Kellogg is aiming to regain its market share in the cereal space by the second half of the year, attempting to offset ground it has lost to competitors, General Mills and Post Holdings, whose executives have acknowledged benefiting from Kellogg’s struggles in earnings calls this past winter.

Amit Banati, Kellogg’s CFO, said in the earnings call the company adjusted its advertising and marketing spending in the last quarter because of low inventory, and that spending in the sector will pick up later in the year as supply improves.

The cereal and snacks giant has navigated a series of issues since the start of the pandemicFor one, cereal demand boomed during lockdowns as people spent more time at home, triggering a supply crisis that remains today.
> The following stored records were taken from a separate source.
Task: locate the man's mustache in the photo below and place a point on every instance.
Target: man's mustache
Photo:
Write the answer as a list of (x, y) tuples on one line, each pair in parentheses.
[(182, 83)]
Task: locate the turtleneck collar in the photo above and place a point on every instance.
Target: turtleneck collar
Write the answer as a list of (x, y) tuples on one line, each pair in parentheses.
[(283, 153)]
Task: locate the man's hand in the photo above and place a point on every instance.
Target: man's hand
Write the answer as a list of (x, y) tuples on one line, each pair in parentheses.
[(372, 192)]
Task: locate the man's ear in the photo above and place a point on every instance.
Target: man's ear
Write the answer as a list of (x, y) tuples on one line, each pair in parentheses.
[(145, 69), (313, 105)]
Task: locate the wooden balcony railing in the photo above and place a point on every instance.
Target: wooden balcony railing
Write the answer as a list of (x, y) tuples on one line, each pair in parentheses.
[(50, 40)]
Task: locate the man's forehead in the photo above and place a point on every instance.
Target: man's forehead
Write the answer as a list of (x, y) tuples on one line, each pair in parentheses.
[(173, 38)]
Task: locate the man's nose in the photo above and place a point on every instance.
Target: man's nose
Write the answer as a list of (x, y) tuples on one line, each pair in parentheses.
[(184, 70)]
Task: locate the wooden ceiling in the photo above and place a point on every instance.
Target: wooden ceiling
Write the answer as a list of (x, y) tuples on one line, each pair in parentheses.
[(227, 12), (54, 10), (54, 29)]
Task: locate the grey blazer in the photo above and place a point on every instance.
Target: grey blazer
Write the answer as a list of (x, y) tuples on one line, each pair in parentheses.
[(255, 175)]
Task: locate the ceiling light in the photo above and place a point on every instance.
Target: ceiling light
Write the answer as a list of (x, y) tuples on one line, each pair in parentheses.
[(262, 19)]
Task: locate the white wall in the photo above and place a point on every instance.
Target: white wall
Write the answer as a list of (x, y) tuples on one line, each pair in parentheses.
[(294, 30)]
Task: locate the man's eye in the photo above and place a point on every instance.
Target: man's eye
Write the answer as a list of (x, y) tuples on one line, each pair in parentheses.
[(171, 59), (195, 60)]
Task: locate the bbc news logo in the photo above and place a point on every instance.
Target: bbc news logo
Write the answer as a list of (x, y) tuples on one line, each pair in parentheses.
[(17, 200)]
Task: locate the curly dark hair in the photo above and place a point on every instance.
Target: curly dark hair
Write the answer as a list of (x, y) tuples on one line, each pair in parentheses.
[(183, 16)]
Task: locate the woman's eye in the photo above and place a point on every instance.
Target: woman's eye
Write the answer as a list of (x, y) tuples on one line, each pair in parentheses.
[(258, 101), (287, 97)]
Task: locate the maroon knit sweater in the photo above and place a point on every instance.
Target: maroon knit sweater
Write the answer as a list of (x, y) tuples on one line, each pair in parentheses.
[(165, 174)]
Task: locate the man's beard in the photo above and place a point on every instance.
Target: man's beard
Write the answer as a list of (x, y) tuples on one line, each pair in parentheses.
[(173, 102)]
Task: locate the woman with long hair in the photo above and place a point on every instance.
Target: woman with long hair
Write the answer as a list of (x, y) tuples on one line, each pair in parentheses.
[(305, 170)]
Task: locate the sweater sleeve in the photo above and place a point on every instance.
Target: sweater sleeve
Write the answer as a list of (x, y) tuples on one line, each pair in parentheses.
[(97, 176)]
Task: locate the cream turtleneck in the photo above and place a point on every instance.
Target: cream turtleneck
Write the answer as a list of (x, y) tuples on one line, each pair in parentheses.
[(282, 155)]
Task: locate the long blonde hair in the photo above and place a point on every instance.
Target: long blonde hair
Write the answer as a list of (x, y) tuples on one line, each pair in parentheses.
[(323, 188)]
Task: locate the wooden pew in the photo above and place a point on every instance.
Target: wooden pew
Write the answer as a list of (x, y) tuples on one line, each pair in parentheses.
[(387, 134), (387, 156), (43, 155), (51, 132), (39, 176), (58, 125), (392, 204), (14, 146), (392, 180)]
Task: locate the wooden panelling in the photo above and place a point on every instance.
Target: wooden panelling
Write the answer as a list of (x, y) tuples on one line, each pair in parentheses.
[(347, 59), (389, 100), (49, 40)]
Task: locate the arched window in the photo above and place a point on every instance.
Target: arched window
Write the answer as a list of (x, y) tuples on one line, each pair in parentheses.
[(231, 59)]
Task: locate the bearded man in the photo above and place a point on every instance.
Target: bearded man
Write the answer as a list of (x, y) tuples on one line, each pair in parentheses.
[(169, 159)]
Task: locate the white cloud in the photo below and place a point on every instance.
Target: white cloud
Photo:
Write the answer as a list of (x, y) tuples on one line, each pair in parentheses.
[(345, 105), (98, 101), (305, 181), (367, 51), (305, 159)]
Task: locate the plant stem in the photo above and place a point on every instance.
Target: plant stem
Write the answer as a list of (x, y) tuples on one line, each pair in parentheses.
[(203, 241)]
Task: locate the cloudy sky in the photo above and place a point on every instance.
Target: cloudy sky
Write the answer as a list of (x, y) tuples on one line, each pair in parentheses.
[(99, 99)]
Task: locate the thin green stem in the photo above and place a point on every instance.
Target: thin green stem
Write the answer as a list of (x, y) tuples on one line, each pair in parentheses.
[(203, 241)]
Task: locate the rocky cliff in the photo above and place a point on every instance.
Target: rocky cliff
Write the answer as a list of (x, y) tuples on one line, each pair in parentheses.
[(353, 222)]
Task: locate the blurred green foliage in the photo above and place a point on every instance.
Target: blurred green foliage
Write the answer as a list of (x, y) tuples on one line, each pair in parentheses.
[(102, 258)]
Then in July 2021, the company experienced a fire at its Memphis ready-to-eat cereal facility, which Cahillane said “impeded our ability to build inventory” as it struggled to meet high cereal demand in a previous earnings call.

Toward the end of last year, a series of labor strikes at four of its ready-to-eat cereal factories attracted national attention and triggered a boycott of the companies’ cereals, ending after 11 weeks when workers agreed to a new contract with improved benefits. During the strikes, President Joe Biden publicly sided with the striking workers, calling Kellogg’s one-time plan to replace striking workers “an essential attack on the union and its members’ jobs and livelihoods.”

In Kellogg’s earnings call, while touting stronger momentum in categories like snacks, Cahillane said the company is looking at “sequential recovery” for its standing in the cereal segment, which he said is still trying to recover from the impact the labor activity and the factory fire had on its supply. He predicted that by the end of the year, it could rebuild its market share.

“We’re pleased about the progress to date, but we remain very aggressive in terms of making sure that we continue the progress that we’ve seen so far,” Cahillane said.

The company largely continues to see the supply chain crisis as hindering its cereal business, which it said has been compounded by the additional issues at its facilities, along with the Ukraine crisis. When questioned by an investor why the company’s cereal sales volume was still lower than investors anticipated in the quarter, Cahillane said that it was still slightly better than the situation the company had predicted. In the earnings call, he commended factory workers for helping the company attempt to meet demand after the strikes subsided.

“I give a real tip of the cap to our four cereal plants that came back to work, came back motivated and are building inventory ahead of plan,” Cahillane said.